Yara, il capo di Fikri è sicuro:
lui non c'entra, stanno sbagliando

La voce all'altro capo del telefono è pacata e lui, Roberto Benozzo, ex datore di lavoro di Mohammed Fikri, non si sottrae alle domande per ribadire ancora una volta la sua posizione: «Gli inquirenti insistono a indagare sulla persona sbagliata».

La voce all'altro capo del telefono è pacata e lui, Roberto Benozzo, ex datore di lavoro di Mohammed Fikri, non si sottrae alle domande per ribadire ancora una volta la sua posizione: «Gli inquirenti insistono a indagare sulla persona sbagliata, mi spiace per loro e per la famiglia di Yara: Mohammed non ha visto nulla e non sa nulla, ci metto la mano sul fuoco».

Benozzo, titolare di un'impresa individuale a Santa Giustina in Colle (Padova) specializzata nella realizzazione di pavimenti, lavorava insieme al suo operaio Mohammed Fikri nel cantiere ex Sobea di Mapello la sera in cui Yara fu rapita. Era il 26 novembre del 2010 e a distanza di due anni - pur non essendo mai finito nel registro degli indagati e tuttora estraneo ai sospetti - non riesce a scrollarsi di dosso questa dolorosa vicenda.

Signor Benozzo, il giudice delle indagini preliminari ha ormai stabilito che Fikri non ha ucciso nessuno e ha archiviato l'accusa di omicidio contro di lui. Ma ha disposto l'apertura di un nuovo fascicolo per favoreggiamento, ipotizzando che forse l'operaio possa sapere qualcosa sul delitto di Yara e che fino ad oggi l'abbia tenuto nascosto. Cosa ne pensa?
«Mi spiace molto, ma stanno sbagliando tutto. Continuando ad indagare sulla pista di Fikri, a mio parere, sono proprio fuori strada».

Perché ne è tanto sicuro?
«Perché se avesse saputo qualcosa lui, avrei saputo qualcosa anche io. Invece quella sera non abbiamo visto proprio niente e non sappiamo nulla. Altrimenti state certi che lo avrei detto agli inquirenti. Se avessimo potuto dare una mano all'inchiesta, lo avremmo fatto. La mia impressione è che, non avendo null'altro in mano, si accaniscano in questa direzione».

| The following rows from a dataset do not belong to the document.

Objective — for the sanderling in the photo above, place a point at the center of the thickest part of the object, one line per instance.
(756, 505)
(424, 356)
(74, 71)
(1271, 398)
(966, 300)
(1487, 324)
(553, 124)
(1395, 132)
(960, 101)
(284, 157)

Quella maledetta sera stavate lavorando al cantiere di Mapello, poi andaste a mangiare al ristorante «Le Vele» di Bonate Sotto.
«È corretto. Quella sera noi non ci siamo mai separati. Abbiamo lavorato, poi siamo andati a mangiare al ristorante, quindi siamo tornati a lavorare. Gli unici frangenti in cui ci siamo separati sono stati quando io sono andato a riposare (a turno i due facevano pausa coricandosi nel furgone, ndr). Era da cinque anni che Fikri lavorava con me ed eravamo in un rapporto di tale confidenza, che se avesse saputo o visto qualcosa me ne sarei accorto o me lo avrebbe detto. E poi lo avremmo detto agli inquirenti».